The Gap That Compounds
What Anthropic learned from 1 million conversations, and why access isn't the advantage anymore
Anthropic just studied 1 million conversations on Claude.
The finding most people will skip: experienced users get 10% better results than newer users.
Same AI. Same task. Same model. Same language.
The difference is the human.
This is not about access anymore. Everyone has access. The printing press is free.
The gap is in how you think with it.
Newer users treat AI like a search engine. They send one-shot prompts. They ask, they receive, they leave.
Experienced users treat AI like a thinking partner. They iterate. They refine. They collaborate. They push back when the answer is shallow. They know that the first response is a draft, not a deliverable.

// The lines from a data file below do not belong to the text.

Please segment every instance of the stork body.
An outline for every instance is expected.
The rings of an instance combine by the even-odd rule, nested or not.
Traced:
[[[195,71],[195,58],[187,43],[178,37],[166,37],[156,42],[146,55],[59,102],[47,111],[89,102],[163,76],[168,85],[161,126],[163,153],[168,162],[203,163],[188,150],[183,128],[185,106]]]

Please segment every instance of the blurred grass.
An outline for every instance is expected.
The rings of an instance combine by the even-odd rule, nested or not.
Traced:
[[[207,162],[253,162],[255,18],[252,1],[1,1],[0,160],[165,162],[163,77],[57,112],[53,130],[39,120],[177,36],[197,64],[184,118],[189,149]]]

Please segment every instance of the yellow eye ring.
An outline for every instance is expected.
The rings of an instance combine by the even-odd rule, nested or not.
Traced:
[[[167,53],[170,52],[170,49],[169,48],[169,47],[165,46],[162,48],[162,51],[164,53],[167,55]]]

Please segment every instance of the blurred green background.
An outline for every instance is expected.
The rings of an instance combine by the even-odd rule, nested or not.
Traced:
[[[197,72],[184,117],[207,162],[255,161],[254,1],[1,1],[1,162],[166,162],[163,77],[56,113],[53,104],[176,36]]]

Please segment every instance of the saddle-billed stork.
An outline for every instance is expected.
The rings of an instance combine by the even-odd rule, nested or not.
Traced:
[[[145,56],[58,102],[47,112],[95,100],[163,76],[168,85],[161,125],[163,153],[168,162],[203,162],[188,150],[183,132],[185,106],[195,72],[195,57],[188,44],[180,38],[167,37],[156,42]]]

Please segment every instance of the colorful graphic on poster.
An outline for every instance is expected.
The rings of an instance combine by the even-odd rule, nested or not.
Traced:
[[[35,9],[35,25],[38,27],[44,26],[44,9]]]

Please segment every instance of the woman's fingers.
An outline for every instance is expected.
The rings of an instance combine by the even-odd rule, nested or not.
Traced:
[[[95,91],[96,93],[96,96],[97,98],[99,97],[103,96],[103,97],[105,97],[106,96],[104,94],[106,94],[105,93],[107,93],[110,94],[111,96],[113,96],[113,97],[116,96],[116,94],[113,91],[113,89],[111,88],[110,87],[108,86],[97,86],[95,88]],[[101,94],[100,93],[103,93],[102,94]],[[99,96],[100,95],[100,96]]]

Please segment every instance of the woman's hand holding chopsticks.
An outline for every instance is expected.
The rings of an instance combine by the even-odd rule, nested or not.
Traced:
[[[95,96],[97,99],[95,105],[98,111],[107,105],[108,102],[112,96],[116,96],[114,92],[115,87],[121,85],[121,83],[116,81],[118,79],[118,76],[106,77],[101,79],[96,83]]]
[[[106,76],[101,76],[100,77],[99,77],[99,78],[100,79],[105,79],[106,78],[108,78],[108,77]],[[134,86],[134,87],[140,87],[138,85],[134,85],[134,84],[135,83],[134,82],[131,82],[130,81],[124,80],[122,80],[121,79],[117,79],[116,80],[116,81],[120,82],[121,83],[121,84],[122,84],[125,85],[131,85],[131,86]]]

The AI did not improve between these two groups.
The humans did.
Here is the part that should concern anyone not paying attention:
This gap compounds.
The 10% advantage today becomes a 20% advantage in six months. The person who learned to think with AI is now using it for startup fundraising, manuscript revision, strategic planning. The person still asking for meal suggestions is falling behind — not because they lack intelligence, but because they never made the shift from using to collaborating.
Anthropic calls this “learning-by-doing.”
I call it the new literacy.
Founders face the same divide.
Some are using AI to produce content faster. Others are using it to think more clearly.
The first group is optimizing for output. The second is building judgment.
Output is replaceable. Judgment is not.
The companies that win will not be the ones producing the most. They will be the ones who learned to think with the machine and knew when to override it.
AI gave everyone the same tool.
It did not give them the same skill.
The skill is not prompting. The skill is thinking, then prompting.
That is the gap. And it is widening every day.